It would make sense for the OPEC+ coalition of oil producers to begin monitoring the group’s market share to measure how effective the OPEC+ actions are, Russian Energy Minister Alexander Novak told news agency Interfax in an interview published on Wednesday.
Asked to comment on an idea of Gazprom Neft’s chief executive Alexander Dyukov that OPEC+ should switch its gauge for effectiveness of the deal by looking into the market shares of the countries part of the coalition, Novak said:
“Generally, it will be necessary to track indicators such as inventories, supply, and demand, but then it also makes sense to switch to targeting market share which belongs to OPEC+ considering the rise in global demand.”
Oil executives in Russia, including Igor Sechin, the boss of the biggest oil producer Rosneft, have often criticized the OPEC+ pact, which began its efforts to fix the market and prop up prices in January 2017. Russian firms have argued that the OPEC+ cuts only serve to prop up U.S. shale production with higher oil prices, giving America more share on the global market at the expense of Russia and its OPEC allies in the OPEC+ deal.

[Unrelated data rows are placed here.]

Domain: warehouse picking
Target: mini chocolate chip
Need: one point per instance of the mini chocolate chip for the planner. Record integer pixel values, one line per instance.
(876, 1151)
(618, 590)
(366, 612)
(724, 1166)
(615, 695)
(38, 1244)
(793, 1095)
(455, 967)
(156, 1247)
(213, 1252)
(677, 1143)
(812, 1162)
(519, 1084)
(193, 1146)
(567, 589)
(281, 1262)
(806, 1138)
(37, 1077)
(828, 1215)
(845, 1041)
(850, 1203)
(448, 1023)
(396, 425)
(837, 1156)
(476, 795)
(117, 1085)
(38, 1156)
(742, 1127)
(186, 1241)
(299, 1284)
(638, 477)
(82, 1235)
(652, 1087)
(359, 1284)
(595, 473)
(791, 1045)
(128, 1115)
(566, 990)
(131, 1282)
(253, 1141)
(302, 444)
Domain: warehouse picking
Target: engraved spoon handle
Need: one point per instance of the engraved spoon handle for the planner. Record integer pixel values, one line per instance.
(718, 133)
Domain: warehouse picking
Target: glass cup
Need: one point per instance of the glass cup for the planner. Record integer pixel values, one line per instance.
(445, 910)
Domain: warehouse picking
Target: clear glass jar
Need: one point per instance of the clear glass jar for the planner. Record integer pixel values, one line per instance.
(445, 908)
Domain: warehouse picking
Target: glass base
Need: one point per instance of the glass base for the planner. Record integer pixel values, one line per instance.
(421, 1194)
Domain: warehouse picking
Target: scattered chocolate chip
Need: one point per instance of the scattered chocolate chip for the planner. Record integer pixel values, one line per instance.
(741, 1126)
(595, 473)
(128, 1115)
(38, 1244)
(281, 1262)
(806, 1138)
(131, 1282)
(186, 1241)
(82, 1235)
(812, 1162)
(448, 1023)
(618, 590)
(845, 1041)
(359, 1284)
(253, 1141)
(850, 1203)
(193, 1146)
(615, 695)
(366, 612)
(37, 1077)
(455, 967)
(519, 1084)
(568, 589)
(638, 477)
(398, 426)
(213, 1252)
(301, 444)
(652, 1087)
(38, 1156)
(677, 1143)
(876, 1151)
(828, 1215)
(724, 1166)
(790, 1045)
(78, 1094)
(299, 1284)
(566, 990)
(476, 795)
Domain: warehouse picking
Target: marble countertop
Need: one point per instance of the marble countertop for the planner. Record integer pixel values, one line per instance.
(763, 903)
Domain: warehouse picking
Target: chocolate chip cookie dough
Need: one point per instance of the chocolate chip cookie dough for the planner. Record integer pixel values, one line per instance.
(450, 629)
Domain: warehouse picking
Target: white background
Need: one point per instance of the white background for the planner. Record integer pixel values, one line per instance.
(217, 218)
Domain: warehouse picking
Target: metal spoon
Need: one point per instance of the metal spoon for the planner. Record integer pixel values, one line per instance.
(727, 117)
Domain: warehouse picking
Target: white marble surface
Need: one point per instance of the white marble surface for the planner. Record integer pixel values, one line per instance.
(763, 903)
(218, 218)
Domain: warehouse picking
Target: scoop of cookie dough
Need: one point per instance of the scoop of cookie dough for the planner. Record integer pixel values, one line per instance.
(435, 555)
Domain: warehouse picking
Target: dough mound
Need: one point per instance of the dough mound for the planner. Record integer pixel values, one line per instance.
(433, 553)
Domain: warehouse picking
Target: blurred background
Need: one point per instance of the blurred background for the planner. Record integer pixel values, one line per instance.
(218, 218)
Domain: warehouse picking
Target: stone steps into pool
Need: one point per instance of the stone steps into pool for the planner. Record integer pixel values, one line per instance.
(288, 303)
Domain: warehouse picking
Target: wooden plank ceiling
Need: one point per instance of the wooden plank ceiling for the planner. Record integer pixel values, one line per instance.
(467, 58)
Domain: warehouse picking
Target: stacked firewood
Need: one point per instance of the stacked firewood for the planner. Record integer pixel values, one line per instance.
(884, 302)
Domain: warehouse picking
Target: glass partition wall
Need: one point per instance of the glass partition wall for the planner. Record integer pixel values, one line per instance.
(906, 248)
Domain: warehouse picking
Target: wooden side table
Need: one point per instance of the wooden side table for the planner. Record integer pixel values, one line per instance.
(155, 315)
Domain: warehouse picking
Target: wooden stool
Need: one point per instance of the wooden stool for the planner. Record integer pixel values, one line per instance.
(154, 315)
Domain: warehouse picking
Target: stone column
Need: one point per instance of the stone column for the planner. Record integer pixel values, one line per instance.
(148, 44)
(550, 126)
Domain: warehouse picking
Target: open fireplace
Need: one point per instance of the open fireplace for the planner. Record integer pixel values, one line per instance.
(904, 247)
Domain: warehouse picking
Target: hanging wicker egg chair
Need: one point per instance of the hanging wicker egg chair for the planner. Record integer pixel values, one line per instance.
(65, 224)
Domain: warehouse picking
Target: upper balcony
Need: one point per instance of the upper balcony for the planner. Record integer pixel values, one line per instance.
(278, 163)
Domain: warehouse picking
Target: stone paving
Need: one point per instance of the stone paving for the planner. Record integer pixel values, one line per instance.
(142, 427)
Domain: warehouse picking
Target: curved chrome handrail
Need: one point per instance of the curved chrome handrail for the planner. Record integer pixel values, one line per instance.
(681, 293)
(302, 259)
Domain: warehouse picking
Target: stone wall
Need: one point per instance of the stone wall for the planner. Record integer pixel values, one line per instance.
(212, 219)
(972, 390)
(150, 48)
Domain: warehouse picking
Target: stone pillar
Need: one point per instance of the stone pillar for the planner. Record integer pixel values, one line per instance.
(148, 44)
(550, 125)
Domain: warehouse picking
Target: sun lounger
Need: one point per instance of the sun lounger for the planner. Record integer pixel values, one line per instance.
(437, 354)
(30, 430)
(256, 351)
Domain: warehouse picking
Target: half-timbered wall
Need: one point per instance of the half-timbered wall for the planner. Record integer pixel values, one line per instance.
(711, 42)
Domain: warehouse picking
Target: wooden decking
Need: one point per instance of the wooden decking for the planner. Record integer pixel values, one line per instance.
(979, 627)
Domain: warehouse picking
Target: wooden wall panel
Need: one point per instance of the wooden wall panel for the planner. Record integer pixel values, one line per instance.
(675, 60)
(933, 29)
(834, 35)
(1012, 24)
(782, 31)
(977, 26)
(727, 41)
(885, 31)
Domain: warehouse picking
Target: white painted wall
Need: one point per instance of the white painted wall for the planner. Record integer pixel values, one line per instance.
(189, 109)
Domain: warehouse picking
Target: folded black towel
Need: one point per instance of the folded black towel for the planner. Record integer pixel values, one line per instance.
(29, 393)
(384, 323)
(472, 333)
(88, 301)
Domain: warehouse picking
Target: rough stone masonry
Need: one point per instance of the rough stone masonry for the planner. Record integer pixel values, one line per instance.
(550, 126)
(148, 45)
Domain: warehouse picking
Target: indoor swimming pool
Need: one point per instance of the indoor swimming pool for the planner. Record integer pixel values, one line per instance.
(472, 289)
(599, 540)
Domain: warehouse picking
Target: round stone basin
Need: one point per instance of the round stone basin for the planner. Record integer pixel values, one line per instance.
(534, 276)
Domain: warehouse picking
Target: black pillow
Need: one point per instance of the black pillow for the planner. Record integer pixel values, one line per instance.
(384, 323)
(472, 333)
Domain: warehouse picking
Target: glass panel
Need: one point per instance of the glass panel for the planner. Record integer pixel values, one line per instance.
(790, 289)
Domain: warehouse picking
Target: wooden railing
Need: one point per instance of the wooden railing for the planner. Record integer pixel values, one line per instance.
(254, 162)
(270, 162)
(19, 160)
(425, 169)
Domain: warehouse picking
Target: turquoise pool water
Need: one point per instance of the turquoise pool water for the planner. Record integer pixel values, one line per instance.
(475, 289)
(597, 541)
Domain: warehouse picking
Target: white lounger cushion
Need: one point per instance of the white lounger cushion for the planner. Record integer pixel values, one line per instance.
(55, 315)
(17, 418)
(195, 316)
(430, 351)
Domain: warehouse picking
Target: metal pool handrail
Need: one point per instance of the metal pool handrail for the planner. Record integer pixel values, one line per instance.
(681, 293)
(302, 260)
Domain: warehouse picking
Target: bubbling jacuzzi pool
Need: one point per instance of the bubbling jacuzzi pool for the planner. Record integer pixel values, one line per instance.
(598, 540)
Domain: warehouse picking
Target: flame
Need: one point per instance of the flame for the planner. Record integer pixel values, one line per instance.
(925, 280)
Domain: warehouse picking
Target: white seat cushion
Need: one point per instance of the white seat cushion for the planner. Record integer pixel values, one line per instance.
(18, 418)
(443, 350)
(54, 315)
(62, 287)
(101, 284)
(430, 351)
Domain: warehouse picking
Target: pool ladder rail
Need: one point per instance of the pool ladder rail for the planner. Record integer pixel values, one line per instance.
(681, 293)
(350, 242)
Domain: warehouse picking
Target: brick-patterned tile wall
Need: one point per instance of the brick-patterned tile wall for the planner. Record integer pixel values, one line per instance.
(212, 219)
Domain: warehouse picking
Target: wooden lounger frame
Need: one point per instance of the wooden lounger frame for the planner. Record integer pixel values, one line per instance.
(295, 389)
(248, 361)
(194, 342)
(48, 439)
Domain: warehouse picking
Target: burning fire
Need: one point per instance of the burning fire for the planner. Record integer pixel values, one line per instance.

Many analysts saw Moscow’s refusal in early March to back a collective 1.5-million-bpd cut from all OPEC+ members as the end of the Russian patience in propping up U.S. shale.
The month-long spat between Russia and OPEC’s leader and largest producer, Saudi Arabia, combined with the crashing global demand in the pandemic to force oil prices so low that not a single U.S. oil producer is comfortable with current prices. The U.S. shale patch is slashing capex and production to cope with the very low prices.
But oil prices and demand at these levels aren’t comfortable for neither Russia nor the Saudis, either. This made Russia and its now-friend-again Saudi Arabia sit down and hammer out a new OPEC+ deal to cut 9.7 million bpd production in May and June.